The burnout is not just because of the culture of the court. We’re dealing with really difficult issues every day. That can wear on you.
HZ:: How does Family Court deal with increasing caseloads despite budget cuts and limited personnel? How can the court do more – with fewer people and less money?
ERM: Overall, even though we have more cases, we’ve increased our dispositions. Our data indicate that we are doing a better job recently in terms of how we handle our cases. For example, in child protective proceedings, in 2008, it took 11.5 months citywide to reach disposition. In the first quarter of 2011, [that] has gone down to 7.3 months.
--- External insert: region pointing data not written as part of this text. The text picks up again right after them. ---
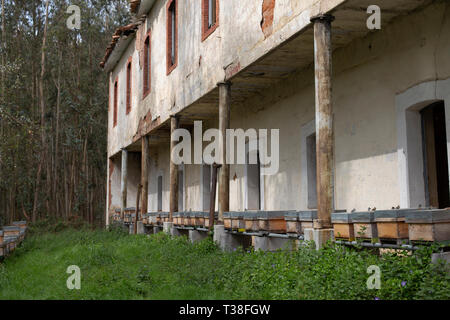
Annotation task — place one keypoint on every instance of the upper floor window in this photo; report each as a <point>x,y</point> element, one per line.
<point>115,93</point>
<point>128,102</point>
<point>210,16</point>
<point>147,65</point>
<point>172,37</point>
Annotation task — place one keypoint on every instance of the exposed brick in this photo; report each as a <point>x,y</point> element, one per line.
<point>268,8</point>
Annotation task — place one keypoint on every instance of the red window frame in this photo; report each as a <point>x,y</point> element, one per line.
<point>147,74</point>
<point>128,87</point>
<point>206,29</point>
<point>115,98</point>
<point>172,46</point>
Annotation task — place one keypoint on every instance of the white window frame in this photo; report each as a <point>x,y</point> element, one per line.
<point>409,137</point>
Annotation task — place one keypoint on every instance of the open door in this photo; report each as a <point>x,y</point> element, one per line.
<point>434,137</point>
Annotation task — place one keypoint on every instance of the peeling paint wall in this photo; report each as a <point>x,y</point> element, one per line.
<point>368,74</point>
<point>237,42</point>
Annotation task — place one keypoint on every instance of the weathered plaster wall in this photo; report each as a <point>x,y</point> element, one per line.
<point>238,41</point>
<point>368,74</point>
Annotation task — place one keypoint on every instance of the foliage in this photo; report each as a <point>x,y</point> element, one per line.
<point>53,111</point>
<point>115,265</point>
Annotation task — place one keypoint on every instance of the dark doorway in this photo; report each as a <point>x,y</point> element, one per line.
<point>434,136</point>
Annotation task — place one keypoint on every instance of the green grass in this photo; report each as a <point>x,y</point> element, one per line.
<point>119,266</point>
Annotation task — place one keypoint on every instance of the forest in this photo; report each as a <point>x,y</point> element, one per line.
<point>53,109</point>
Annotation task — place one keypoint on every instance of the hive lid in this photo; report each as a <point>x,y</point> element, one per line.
<point>291,215</point>
<point>250,215</point>
<point>11,228</point>
<point>428,216</point>
<point>227,214</point>
<point>363,216</point>
<point>394,213</point>
<point>237,214</point>
<point>341,217</point>
<point>307,215</point>
<point>273,214</point>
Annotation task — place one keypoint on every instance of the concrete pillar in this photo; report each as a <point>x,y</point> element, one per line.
<point>228,241</point>
<point>319,236</point>
<point>167,227</point>
<point>273,244</point>
<point>156,230</point>
<point>196,236</point>
<point>144,173</point>
<point>123,181</point>
<point>174,122</point>
<point>224,124</point>
<point>140,227</point>
<point>324,120</point>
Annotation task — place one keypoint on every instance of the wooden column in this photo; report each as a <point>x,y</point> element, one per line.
<point>145,159</point>
<point>224,124</point>
<point>324,120</point>
<point>174,121</point>
<point>123,181</point>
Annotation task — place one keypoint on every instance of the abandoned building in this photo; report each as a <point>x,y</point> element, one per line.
<point>363,117</point>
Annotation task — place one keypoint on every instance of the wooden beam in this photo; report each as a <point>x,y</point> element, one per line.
<point>123,181</point>
<point>324,120</point>
<point>224,124</point>
<point>174,122</point>
<point>144,172</point>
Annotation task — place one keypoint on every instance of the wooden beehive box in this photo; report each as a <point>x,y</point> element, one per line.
<point>21,224</point>
<point>237,221</point>
<point>227,220</point>
<point>293,225</point>
<point>306,219</point>
<point>11,231</point>
<point>391,223</point>
<point>164,217</point>
<point>364,225</point>
<point>153,218</point>
<point>200,218</point>
<point>207,222</point>
<point>429,225</point>
<point>272,221</point>
<point>177,218</point>
<point>342,225</point>
<point>251,222</point>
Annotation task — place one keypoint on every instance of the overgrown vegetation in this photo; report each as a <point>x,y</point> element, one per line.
<point>115,265</point>
<point>53,108</point>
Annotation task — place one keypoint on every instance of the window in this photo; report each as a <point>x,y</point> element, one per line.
<point>181,188</point>
<point>159,193</point>
<point>253,179</point>
<point>116,84</point>
<point>434,146</point>
<point>206,186</point>
<point>210,16</point>
<point>128,107</point>
<point>147,65</point>
<point>311,173</point>
<point>172,37</point>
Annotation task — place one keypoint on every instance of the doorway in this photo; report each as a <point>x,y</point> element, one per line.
<point>434,141</point>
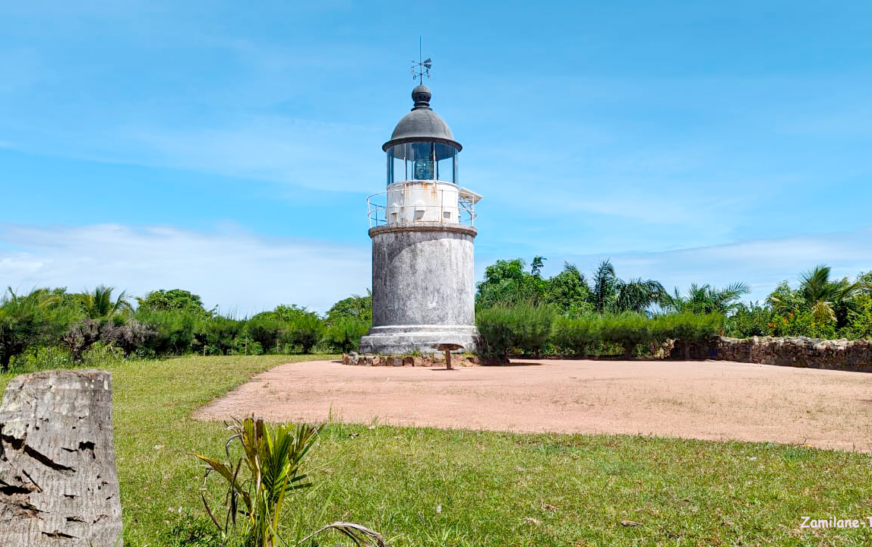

All of the judges and stakeholders are trying to do a better job. We’ve not thrown up our hands in the air, or said ‘We can’t do this.’ We still look at system and try to make improvements.
HZ:: During CL’s observations, very few cases reached resolution. Most were taken up in 15 to 30-minute segments, then rescheduled weeks out, protracting the time kids spend in foster care, for example. How does the Court address that issue?
ERM: Trials by the teaspoonful shouldn’t happen. But it doesn’t, everywhere. In Queens Family Court, in the child-protective arena, some parts hear trial-ready cases day to day. You can get your trial in a week, starting and finishing in a week.
[But, Richardson-Mendelson noted, this is an exception, not normal practice at Family Court citywide. ]
HZ:: So many people represent themselves in Family Court. How does pro se representation speed or encumber the progress of individual cases?
ERM: Pro se representation is complicated. Civilians don’t know the techniques. The burden is very high on civilians.
We’re a due-process-driven court of law. We have to comply with a court process. But people are under-represented in legal proceedings.
The right to counsel is limited to the truly indigent – otherwise, you have to hire an attorney. I couldn’t hire an attorney without going into debt, and I’m a judge! But cases go smoother if they are represented by an attorney. There are ways to bring in information that an attorney knows how to do.
We don’t have universal counsel: We have a help center. We have the volunteer attorney program, which gives people half an hour with an attorney. We are trying to provide access to justice as best we can. Faced with the reality that we don’t have a universal right to representation at this time, it takes longer to process cases.
HZ:: Will Family Court ever evolve beyond specialization and go back to the practice of one judge hearing all matters related to a single family?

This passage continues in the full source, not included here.